Lead, which is widely used in various industrial settings, is a major health hazard for manufacturing workers. Therefore, control of lead exposure has been implemented in an effort to prevent lead-related health problems. In this study, our aim was to evaluate temporal trends in occupational lead exposure in Korean lead workers using data from monitoring of workplace exposure. A nationwide work environment monitoring database, data from a work environment monitoring institution, and data extracted from a review paper were utilized. Different versions of standard industrial classification codes were aligned with the 10th Korean Standard Industrial Classification, which is generally consistent with the 4th revision of the International Standard Industrial Classification. The multiple data sources were combined and temporal trends over the period from 1994-2021 were estimated.

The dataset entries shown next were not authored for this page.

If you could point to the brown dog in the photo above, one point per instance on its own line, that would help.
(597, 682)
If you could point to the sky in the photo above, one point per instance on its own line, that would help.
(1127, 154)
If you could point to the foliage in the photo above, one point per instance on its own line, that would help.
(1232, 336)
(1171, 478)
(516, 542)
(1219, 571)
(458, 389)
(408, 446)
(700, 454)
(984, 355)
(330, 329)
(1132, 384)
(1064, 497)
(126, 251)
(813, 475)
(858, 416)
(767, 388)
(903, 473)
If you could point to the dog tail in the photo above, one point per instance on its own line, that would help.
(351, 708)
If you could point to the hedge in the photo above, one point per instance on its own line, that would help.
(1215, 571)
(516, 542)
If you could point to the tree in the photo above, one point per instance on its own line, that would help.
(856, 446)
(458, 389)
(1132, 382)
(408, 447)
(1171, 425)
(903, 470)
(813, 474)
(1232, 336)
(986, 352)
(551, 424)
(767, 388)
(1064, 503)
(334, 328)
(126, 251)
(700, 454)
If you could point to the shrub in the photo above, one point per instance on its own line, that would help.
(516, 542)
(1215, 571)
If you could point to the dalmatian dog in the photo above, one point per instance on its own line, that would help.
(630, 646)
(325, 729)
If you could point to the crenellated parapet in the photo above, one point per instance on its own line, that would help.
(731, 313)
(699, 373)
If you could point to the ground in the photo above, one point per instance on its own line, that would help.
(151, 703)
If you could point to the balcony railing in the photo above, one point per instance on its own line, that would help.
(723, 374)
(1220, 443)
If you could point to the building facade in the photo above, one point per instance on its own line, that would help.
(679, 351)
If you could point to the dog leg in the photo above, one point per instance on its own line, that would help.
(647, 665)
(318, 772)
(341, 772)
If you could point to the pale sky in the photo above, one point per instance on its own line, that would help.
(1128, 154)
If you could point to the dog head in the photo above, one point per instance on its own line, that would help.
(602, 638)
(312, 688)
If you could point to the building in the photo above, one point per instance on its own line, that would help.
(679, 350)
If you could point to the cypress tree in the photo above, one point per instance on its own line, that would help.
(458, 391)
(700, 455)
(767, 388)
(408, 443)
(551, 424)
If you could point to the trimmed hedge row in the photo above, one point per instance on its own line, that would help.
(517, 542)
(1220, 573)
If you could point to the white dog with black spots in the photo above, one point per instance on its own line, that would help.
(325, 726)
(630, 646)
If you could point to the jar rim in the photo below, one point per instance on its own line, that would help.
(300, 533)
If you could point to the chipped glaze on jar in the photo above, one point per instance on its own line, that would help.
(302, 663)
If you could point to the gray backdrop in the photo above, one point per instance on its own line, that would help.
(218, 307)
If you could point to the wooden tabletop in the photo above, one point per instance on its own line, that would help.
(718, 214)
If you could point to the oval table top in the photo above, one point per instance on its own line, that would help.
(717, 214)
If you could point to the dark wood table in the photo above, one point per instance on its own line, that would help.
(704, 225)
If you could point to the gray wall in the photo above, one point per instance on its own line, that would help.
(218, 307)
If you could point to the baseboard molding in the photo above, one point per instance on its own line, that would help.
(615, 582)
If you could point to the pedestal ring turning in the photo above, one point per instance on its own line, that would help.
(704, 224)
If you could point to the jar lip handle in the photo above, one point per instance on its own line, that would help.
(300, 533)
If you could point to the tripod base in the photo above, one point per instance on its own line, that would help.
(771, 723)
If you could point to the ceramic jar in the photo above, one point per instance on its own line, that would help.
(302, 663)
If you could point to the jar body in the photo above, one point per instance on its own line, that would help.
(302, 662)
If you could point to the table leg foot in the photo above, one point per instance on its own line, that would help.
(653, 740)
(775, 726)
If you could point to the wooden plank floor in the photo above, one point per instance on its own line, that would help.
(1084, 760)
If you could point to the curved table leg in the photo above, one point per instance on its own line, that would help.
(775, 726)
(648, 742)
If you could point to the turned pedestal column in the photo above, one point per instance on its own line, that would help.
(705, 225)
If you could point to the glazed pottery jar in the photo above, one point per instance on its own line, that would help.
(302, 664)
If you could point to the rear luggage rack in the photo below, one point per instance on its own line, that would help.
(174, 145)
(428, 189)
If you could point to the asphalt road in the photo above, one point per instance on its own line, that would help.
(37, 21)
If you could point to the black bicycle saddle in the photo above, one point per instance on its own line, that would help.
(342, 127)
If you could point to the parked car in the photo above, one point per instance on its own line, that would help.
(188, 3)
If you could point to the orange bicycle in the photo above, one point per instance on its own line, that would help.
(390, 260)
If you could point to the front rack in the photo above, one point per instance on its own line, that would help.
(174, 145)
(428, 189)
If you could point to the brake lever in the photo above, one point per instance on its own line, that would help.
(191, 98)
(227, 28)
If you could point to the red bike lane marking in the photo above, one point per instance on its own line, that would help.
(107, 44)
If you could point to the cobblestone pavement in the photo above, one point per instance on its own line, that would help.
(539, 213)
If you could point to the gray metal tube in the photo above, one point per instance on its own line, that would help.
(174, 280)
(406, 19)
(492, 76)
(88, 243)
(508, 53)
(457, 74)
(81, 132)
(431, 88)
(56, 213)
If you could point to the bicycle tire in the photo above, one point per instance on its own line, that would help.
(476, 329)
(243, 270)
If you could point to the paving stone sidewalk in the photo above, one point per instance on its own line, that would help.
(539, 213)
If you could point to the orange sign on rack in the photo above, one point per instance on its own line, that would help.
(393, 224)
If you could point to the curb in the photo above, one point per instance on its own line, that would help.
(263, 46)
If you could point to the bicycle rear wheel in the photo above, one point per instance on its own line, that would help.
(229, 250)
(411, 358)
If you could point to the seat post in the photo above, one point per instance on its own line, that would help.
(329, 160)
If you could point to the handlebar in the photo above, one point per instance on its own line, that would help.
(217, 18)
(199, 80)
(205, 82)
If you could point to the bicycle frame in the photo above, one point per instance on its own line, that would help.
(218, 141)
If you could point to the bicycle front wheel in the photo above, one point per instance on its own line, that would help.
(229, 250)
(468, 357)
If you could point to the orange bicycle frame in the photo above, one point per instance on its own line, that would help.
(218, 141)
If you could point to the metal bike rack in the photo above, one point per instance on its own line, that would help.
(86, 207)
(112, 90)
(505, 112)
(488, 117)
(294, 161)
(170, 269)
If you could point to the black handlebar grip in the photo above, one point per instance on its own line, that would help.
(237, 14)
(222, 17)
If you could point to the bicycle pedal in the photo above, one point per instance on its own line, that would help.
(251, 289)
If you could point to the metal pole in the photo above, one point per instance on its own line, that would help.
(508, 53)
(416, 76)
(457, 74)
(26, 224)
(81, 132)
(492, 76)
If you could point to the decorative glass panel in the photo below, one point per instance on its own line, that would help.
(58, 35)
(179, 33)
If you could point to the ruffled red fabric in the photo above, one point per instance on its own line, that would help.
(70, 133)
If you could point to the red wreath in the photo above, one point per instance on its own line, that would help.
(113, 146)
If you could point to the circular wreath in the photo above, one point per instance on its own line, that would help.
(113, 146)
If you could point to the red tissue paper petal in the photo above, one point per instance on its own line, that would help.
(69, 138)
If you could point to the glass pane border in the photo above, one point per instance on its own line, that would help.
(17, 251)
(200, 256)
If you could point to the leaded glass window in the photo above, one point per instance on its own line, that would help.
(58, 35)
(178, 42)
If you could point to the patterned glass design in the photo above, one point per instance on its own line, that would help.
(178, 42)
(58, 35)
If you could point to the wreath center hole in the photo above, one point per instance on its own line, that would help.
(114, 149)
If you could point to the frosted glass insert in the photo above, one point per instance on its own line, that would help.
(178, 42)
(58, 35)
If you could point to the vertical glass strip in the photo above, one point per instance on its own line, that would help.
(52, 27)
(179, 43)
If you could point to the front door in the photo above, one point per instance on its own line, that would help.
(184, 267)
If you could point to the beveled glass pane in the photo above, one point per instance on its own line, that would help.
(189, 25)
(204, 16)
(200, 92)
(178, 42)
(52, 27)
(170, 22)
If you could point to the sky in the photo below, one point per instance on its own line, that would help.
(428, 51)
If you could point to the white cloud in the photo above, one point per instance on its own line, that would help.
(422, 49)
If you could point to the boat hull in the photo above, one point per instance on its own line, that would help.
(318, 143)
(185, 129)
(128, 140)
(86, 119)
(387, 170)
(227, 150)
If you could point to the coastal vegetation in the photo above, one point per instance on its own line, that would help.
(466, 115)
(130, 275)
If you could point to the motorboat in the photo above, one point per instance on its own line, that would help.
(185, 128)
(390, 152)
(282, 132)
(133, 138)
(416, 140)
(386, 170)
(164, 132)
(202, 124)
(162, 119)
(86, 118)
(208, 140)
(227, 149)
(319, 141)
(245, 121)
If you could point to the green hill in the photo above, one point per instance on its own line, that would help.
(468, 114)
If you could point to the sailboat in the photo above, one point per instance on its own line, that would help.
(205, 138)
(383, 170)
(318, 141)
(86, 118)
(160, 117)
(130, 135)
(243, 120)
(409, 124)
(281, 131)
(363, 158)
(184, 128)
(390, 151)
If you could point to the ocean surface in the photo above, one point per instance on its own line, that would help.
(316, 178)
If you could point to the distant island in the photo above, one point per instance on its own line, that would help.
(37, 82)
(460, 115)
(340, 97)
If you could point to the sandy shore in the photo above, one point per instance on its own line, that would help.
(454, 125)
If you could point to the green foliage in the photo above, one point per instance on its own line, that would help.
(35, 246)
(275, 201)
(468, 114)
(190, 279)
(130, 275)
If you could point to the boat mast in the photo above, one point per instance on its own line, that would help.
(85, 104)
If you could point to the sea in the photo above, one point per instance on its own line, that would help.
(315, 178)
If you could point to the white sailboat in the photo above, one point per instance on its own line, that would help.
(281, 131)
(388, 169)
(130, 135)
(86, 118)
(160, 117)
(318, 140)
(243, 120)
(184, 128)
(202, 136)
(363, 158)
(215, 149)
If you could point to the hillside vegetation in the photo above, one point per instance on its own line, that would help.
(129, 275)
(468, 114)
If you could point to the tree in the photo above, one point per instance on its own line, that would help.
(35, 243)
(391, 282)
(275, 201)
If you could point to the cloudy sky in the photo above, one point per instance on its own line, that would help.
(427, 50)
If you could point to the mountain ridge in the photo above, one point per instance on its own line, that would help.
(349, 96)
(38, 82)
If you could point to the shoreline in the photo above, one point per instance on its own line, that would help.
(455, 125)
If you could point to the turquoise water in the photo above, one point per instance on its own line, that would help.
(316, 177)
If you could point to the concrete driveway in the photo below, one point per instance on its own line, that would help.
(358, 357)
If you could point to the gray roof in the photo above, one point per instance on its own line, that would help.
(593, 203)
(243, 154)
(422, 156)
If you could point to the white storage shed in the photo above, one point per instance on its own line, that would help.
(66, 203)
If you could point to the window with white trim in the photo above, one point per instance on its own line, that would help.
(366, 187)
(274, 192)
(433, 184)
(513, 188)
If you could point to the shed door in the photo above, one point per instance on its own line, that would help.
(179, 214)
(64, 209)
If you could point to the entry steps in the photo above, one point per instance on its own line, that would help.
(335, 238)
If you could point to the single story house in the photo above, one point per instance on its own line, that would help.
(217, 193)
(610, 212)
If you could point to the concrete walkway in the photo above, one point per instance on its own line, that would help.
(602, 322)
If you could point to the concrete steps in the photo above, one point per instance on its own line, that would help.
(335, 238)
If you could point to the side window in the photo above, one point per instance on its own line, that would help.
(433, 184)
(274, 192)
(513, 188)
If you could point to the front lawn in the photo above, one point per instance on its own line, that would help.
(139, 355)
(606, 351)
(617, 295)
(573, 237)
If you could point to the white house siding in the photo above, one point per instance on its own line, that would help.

In addition, separate estimation of temporal trends in the storage battery manufacturing industry over the period from 1987-2021 was also performed. A total of 444,296 personal airborne lead measurements were used for the estimation process. The temporal trends in occupational exposure to lead declined by -6% annually over the study period. In particular, levels of lead exposure in the storage battery manufacturing industry showed a steeper decline of -12% annually. Findings of our study showed that occupational exposure to lead declined over the period from 1994 to 2021 in Korea. However, adverse effects of exposure to lead on health should be regarded with caution. The results will be useful in conduct of epidemiological studies examining lead-related effects on health.